I'd like to fit a truncated multivariate normal distribution. My model block would look like
model {
y ~ left_truncated_multi_normal_cholesky(mu, L, lower_bound);
}
But that sampling statement (in bold) isn't available. So my next idea was:
functions {
real left_truncated_multi_normal_cholesky_log (vector y, vector mu, matrix L, vector lower_bound) {
return( multi_normal_cholesky_log(y, mu, L) - (1 - multi_normal_cholesky_cdf_log(lower_bound, mu, L)) );
# I'm not sure if this is even the correct syntax, but hopefully it gets the idea across
}
}
model {
y ~ left_truncated_multi_normal_cholesky(mu, L, lower_bound);
}
But those aren't available either.
The former would be easy to implement (I think).

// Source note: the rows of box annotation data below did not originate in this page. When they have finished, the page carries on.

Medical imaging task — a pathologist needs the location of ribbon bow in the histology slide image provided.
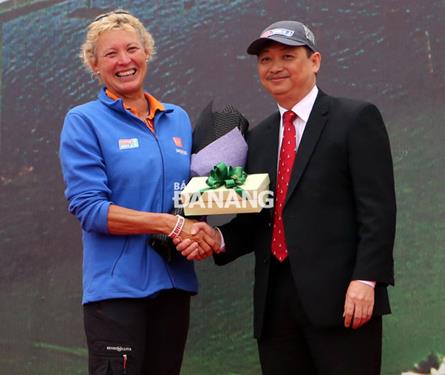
[201,163,247,196]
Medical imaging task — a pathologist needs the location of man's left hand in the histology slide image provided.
[343,280,374,329]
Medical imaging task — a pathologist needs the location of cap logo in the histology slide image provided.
[260,29,294,38]
[303,25,315,44]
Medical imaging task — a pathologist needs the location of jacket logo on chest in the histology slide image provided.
[119,138,139,150]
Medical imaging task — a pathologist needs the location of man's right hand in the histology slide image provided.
[173,220,221,260]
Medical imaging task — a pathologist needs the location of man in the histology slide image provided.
[178,21,396,375]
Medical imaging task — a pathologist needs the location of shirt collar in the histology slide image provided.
[105,88,165,120]
[278,85,318,122]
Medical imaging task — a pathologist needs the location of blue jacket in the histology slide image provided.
[60,90,197,303]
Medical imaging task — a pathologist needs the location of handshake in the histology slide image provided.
[173,219,222,260]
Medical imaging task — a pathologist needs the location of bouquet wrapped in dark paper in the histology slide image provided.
[190,102,249,177]
[150,102,249,262]
[181,103,269,216]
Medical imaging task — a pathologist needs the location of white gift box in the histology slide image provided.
[181,173,273,216]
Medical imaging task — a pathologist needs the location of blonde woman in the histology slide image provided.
[60,10,214,375]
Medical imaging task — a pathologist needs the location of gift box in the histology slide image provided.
[181,173,273,216]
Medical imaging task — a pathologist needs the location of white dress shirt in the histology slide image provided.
[216,85,375,288]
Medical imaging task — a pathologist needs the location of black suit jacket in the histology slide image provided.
[215,91,396,337]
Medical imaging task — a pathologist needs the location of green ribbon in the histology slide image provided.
[201,163,247,196]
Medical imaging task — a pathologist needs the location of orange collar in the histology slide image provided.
[105,89,165,120]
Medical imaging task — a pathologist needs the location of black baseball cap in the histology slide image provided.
[247,21,316,55]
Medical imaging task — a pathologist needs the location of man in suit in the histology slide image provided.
[178,21,396,375]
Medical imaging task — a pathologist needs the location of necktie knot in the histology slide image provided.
[283,111,297,125]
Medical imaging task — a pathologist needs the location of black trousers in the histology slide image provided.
[258,260,382,375]
[84,289,190,375]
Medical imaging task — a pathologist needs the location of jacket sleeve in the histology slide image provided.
[348,104,396,284]
[59,111,111,233]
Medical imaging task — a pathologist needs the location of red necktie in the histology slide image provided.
[272,111,297,262]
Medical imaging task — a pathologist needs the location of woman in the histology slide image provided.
[60,10,212,375]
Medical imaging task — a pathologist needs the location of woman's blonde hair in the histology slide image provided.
[80,9,155,74]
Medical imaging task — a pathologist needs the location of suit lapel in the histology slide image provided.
[260,112,280,191]
[286,91,329,207]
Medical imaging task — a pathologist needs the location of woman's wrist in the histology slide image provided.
[168,215,185,239]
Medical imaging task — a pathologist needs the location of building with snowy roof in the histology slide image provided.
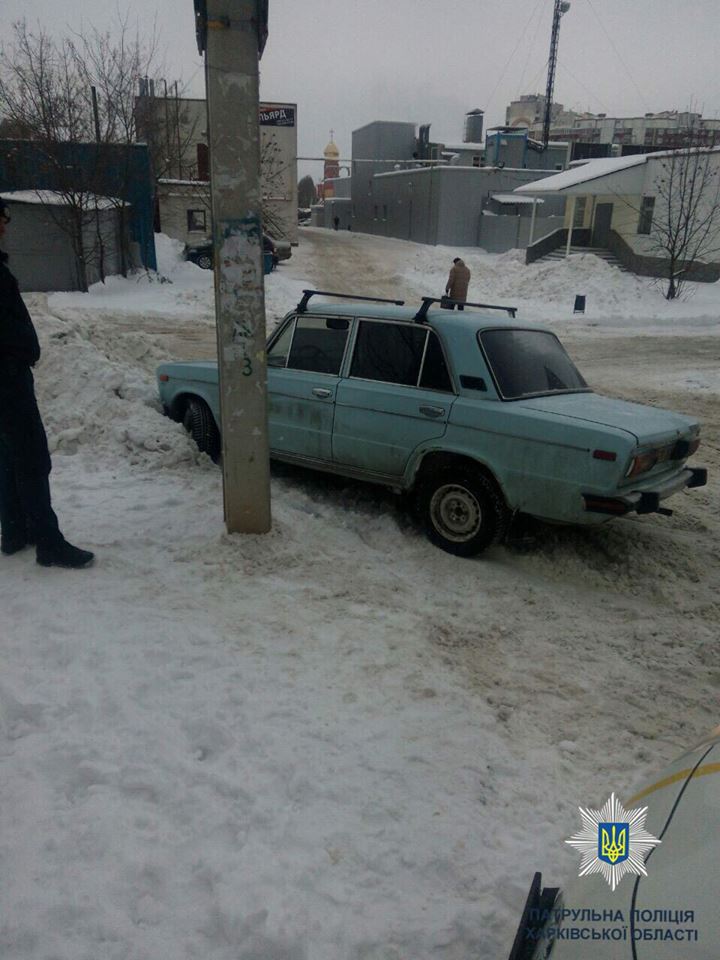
[513,147,720,282]
[0,190,129,291]
[346,119,568,252]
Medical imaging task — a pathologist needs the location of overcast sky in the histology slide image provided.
[1,0,720,177]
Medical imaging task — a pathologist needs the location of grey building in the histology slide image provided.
[320,117,569,252]
[368,166,565,252]
[351,120,417,236]
[2,190,129,291]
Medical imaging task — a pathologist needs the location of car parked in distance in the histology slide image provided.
[185,233,292,270]
[158,290,707,556]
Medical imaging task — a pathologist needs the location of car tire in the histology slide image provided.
[418,469,508,557]
[183,397,221,461]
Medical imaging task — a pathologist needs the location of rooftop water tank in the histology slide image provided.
[463,109,485,143]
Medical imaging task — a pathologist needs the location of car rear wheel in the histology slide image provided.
[418,469,507,557]
[183,397,221,460]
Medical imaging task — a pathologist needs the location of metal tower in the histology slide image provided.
[543,0,570,148]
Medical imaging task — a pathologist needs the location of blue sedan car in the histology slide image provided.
[158,291,706,556]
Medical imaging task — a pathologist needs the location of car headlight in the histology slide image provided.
[625,450,658,478]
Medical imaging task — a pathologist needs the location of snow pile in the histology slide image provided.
[29,298,200,467]
[49,233,215,323]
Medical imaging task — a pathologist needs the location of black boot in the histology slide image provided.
[37,540,95,570]
[0,534,29,557]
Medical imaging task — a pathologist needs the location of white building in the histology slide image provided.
[513,147,720,282]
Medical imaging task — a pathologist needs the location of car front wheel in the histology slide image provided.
[183,397,221,460]
[419,470,507,557]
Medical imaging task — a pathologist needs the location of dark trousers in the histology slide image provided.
[0,362,62,548]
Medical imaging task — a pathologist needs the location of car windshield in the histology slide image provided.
[479,328,589,400]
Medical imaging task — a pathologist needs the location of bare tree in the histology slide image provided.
[73,13,161,279]
[0,20,105,290]
[640,146,720,300]
[260,135,290,237]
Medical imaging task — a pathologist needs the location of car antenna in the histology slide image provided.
[297,290,405,313]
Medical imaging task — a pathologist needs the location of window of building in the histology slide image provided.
[187,210,207,233]
[573,197,587,230]
[197,143,210,180]
[350,320,428,387]
[638,197,655,233]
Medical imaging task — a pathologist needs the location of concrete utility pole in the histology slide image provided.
[195,0,271,533]
[543,0,570,150]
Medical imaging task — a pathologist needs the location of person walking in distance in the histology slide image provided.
[445,257,470,310]
[0,197,94,568]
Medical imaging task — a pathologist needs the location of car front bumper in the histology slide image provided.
[583,467,707,517]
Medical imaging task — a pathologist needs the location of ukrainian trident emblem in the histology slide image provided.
[598,823,630,864]
[565,793,660,890]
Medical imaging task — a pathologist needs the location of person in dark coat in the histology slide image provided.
[0,197,94,567]
[445,257,470,310]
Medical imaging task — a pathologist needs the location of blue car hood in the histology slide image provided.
[516,393,697,444]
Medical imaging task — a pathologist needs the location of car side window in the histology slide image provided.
[420,330,453,393]
[287,316,350,376]
[267,319,295,367]
[350,320,427,387]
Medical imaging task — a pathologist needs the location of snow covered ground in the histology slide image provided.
[0,229,720,960]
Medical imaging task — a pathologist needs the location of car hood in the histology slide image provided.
[517,393,697,444]
[157,360,218,383]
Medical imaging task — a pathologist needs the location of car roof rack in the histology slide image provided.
[297,290,405,313]
[415,297,517,323]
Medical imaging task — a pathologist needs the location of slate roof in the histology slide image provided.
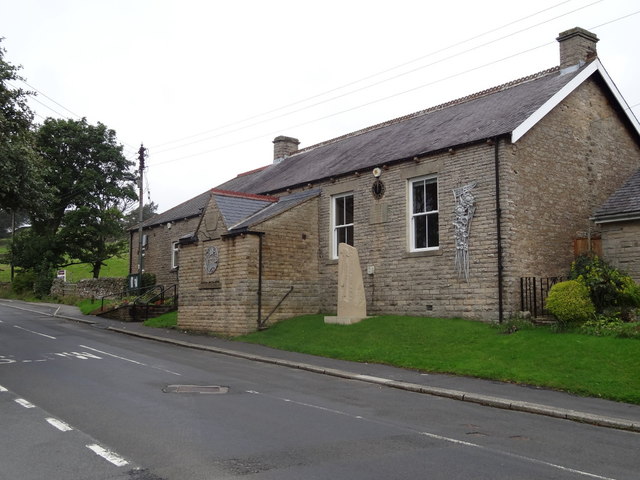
[135,190,211,230]
[130,167,266,230]
[220,64,589,193]
[593,170,640,223]
[211,189,278,228]
[229,189,320,233]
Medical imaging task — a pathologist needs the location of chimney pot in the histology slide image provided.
[556,27,599,69]
[273,135,300,163]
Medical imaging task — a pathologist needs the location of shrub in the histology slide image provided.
[547,279,596,325]
[569,255,640,321]
[578,315,624,337]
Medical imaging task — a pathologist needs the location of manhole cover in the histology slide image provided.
[162,385,229,394]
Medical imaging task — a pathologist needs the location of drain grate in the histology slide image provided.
[162,385,229,394]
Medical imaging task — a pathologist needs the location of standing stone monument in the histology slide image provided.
[324,243,367,325]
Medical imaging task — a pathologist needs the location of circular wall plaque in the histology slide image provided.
[371,179,385,200]
[204,247,219,275]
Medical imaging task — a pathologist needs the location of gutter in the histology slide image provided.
[589,212,640,224]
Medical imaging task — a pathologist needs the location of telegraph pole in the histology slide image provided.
[138,143,148,288]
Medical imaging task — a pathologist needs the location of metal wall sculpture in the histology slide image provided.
[453,182,476,282]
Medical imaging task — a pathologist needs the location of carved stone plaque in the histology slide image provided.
[204,247,219,275]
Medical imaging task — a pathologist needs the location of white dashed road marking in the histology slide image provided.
[15,398,36,408]
[14,325,57,340]
[86,443,129,467]
[47,418,73,432]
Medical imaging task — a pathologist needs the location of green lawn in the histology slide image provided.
[235,315,640,404]
[0,238,129,283]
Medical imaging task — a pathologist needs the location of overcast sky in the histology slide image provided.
[0,0,640,211]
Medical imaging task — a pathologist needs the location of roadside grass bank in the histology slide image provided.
[234,315,640,404]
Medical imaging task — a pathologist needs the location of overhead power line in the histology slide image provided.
[149,0,584,153]
[155,6,640,166]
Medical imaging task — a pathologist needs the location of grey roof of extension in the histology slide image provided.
[593,170,640,223]
[219,60,628,193]
[229,189,320,233]
[212,190,275,228]
[129,190,211,230]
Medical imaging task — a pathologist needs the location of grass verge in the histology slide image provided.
[235,315,640,404]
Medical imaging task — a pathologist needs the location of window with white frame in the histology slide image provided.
[409,177,440,252]
[331,193,353,259]
[171,242,180,269]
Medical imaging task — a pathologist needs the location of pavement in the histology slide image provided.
[5,299,640,433]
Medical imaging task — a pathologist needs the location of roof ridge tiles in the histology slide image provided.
[291,66,560,157]
[236,164,271,177]
[211,188,279,202]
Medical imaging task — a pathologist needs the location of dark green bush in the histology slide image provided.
[569,255,640,321]
[547,279,596,325]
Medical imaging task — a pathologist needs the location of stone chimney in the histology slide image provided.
[273,135,300,163]
[556,27,598,69]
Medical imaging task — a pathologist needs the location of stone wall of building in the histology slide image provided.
[319,143,498,320]
[129,217,200,286]
[178,194,319,335]
[256,198,320,324]
[500,80,640,312]
[601,220,640,283]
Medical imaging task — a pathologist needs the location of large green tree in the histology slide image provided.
[0,38,44,215]
[14,118,137,293]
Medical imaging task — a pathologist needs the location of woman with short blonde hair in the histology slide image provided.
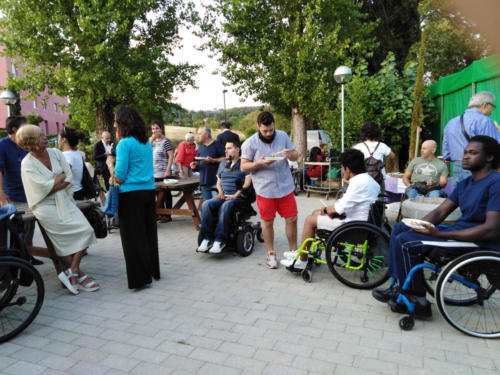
[16,125,99,294]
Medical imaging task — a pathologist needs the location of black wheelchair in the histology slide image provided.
[0,212,45,343]
[390,241,500,338]
[198,185,264,257]
[287,201,390,289]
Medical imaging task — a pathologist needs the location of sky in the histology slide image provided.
[171,6,261,111]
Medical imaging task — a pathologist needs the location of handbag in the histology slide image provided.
[104,186,119,216]
[82,159,97,199]
[83,204,108,238]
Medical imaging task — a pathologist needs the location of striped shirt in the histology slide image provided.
[151,137,174,178]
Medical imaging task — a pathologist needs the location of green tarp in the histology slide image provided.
[428,56,500,151]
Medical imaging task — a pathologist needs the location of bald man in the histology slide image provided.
[403,140,448,199]
[94,131,113,189]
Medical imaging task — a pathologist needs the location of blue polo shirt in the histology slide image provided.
[196,141,226,186]
[0,137,28,202]
[115,137,155,193]
[217,160,249,195]
[445,171,500,250]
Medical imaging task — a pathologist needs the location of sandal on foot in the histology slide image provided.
[78,275,100,292]
[57,268,78,295]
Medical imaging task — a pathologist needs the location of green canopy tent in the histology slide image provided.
[428,56,500,153]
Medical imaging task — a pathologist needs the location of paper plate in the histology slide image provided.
[264,156,285,160]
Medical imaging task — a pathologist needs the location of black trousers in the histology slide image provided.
[155,177,172,217]
[118,190,160,289]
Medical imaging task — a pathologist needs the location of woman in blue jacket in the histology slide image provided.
[114,107,160,289]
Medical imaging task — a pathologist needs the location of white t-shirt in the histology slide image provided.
[352,141,391,178]
[317,173,380,230]
[63,150,83,193]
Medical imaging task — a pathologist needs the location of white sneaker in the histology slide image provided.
[280,258,307,270]
[197,238,210,253]
[283,250,299,259]
[209,241,226,254]
[266,251,278,270]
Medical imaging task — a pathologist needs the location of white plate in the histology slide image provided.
[264,156,285,160]
[401,218,434,229]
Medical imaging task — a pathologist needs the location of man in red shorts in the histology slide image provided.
[241,111,298,269]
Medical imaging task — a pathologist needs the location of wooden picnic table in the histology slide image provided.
[16,200,98,274]
[156,176,201,230]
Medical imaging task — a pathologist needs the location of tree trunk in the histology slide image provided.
[408,29,425,161]
[95,103,114,139]
[291,106,307,162]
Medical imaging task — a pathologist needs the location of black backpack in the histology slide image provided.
[363,142,384,185]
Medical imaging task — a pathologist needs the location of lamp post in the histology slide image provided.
[333,65,352,152]
[222,89,227,121]
[0,90,17,116]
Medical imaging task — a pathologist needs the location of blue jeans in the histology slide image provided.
[388,223,471,296]
[453,163,472,188]
[200,185,217,202]
[406,187,443,199]
[200,198,236,243]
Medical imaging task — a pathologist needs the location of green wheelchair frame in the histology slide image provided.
[287,201,391,289]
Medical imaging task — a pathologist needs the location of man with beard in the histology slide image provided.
[241,111,298,269]
[372,135,500,318]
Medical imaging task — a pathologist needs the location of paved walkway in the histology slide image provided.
[0,196,500,375]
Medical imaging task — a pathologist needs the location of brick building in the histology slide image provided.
[0,46,68,134]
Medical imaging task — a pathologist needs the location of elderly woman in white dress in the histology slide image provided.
[16,125,99,294]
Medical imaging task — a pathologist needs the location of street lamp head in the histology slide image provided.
[333,65,352,85]
[0,90,17,105]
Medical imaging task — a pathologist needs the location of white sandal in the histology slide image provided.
[78,274,100,292]
[57,268,79,295]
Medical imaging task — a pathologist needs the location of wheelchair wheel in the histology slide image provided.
[236,227,255,257]
[0,257,45,342]
[325,222,389,289]
[436,251,500,338]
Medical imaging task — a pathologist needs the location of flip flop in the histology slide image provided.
[57,268,78,295]
[78,275,100,292]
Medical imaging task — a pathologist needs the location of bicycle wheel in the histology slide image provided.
[0,257,45,342]
[325,222,389,289]
[436,251,500,338]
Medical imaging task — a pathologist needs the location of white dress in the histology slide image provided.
[21,148,96,256]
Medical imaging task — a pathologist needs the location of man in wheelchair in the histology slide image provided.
[280,149,380,269]
[197,141,252,254]
[372,136,500,318]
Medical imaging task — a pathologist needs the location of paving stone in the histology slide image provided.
[0,194,500,375]
[3,361,45,375]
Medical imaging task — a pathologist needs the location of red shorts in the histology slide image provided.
[257,192,298,220]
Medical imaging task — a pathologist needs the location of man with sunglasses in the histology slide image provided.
[443,91,500,186]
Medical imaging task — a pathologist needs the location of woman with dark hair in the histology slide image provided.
[112,107,160,289]
[57,127,86,200]
[352,121,396,179]
[149,121,175,223]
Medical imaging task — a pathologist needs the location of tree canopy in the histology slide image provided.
[0,0,197,135]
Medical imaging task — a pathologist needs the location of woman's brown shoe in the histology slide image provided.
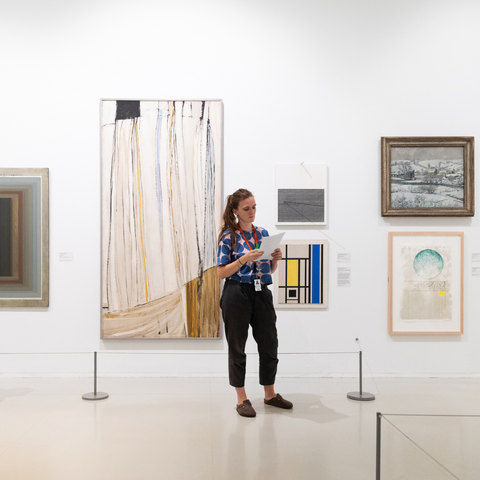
[264,393,293,409]
[237,400,257,417]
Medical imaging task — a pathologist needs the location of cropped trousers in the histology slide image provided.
[220,280,278,388]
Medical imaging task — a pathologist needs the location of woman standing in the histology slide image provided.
[217,188,293,417]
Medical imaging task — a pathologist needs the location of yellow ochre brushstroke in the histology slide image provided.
[135,121,148,302]
[287,260,298,287]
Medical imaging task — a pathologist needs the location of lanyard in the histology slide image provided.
[238,225,258,250]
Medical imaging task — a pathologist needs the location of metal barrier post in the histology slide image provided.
[347,350,375,402]
[82,352,108,400]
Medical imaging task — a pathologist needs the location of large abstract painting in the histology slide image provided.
[389,232,463,334]
[274,240,328,309]
[0,168,49,307]
[101,100,223,338]
[275,163,327,226]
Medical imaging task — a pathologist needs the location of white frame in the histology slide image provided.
[388,232,464,335]
[275,163,328,226]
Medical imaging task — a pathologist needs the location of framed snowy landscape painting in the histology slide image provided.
[382,137,475,217]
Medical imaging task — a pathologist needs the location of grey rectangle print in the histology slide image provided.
[278,188,325,224]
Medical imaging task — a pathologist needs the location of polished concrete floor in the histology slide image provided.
[0,378,480,480]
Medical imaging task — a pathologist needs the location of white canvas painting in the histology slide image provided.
[102,100,222,338]
[275,163,327,226]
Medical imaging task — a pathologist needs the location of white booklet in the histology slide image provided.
[256,232,285,262]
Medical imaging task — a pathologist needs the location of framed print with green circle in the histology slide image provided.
[388,232,463,335]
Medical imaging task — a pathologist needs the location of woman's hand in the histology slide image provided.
[240,250,264,263]
[270,248,283,273]
[272,248,282,262]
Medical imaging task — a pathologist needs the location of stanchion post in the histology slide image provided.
[358,350,363,395]
[82,352,108,400]
[347,350,375,402]
[93,352,97,395]
[375,412,382,480]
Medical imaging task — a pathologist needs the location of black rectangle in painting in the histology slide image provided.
[278,188,325,223]
[115,100,140,120]
[0,198,12,277]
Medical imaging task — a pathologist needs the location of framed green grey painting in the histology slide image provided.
[0,168,49,307]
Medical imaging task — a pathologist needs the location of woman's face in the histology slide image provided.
[233,196,257,223]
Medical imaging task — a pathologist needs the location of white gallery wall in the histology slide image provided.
[0,0,480,376]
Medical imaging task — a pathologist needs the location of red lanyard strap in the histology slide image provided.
[238,225,258,250]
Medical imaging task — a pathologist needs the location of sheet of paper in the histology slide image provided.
[257,232,285,262]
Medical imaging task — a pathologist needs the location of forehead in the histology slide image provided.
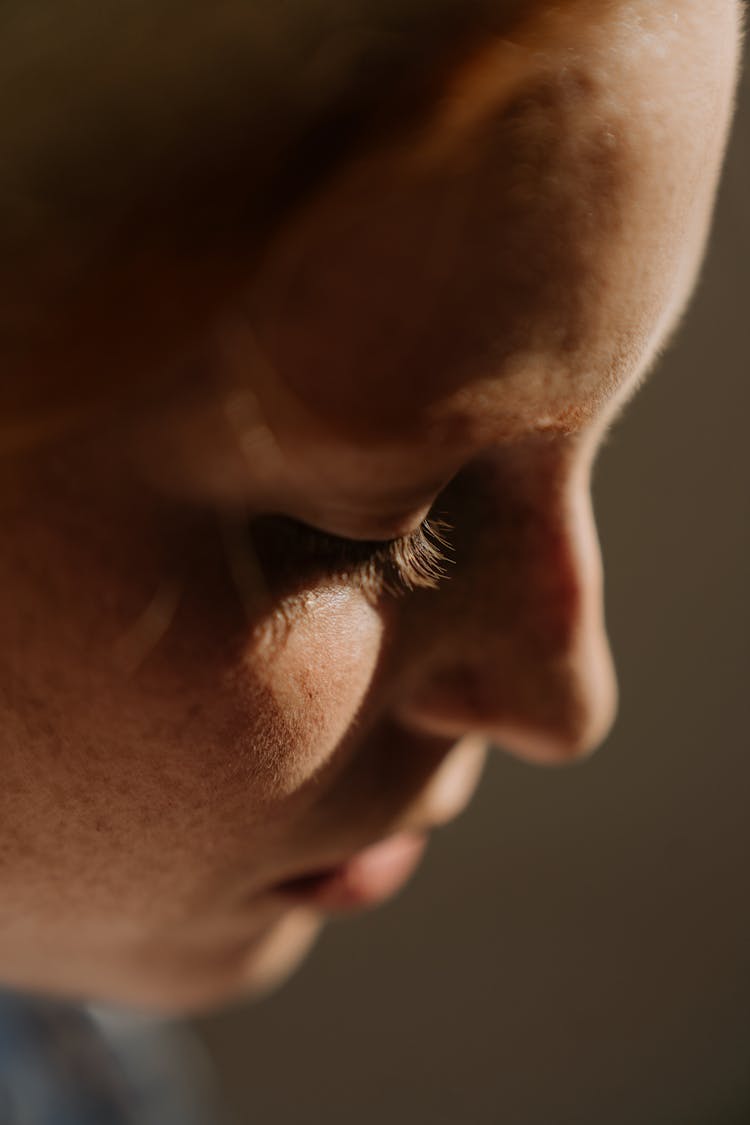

The latter, maybe not: https://github.com/stan-dev/stan/issues/158. That request links to a paper (http://www.math.wsu.edu/faculty/genz/papers/mvn.pdf) that gives an algorithm for computing the CDF of the multivariate normal. However, that algorithm (top of page 3) depends on being able to generate standard uniform random variables. I am also aware that this is also not implemented in Stan outside of the Generated Quantities block, and I feel like it might not be a good idea to try and build a pseudorandom number generator into my Stan program. And I don't know a thing about numerical integration. So basically I have no idea how else I might go about implementing multi_normal_cholesky_cdf_log or, for that matter, left_truncated_multi_normal_cholesky.
Of course, it'd be really nice if I could write a program like
data {
int K;
vector[K] y;
}
transformed data {
vector[K] lower_bound;
lower_bound <- to_vector(rep_array(0, K));
}
parameters {
vector[K] mu;
}
model {
y ~ multi_normal_cholesky(mu, L) T[lower_bound, ];
}
but I imagine that's not going to happen any time soon. Interestingly, this also seems to be impossible in JAGS, but I think it's possible in OpenBUGS. I would much rather use Stan and not OpenBUGS for this project, but as of right now I'm stuck on how.
That said, I'm only using the truncated normal for convenience and generality, not for any substantive reason. The alternative model I had in mind was a Gaussian copula with zero-inflated Gamma marginals. Should I just forget the truncation business and use that instead?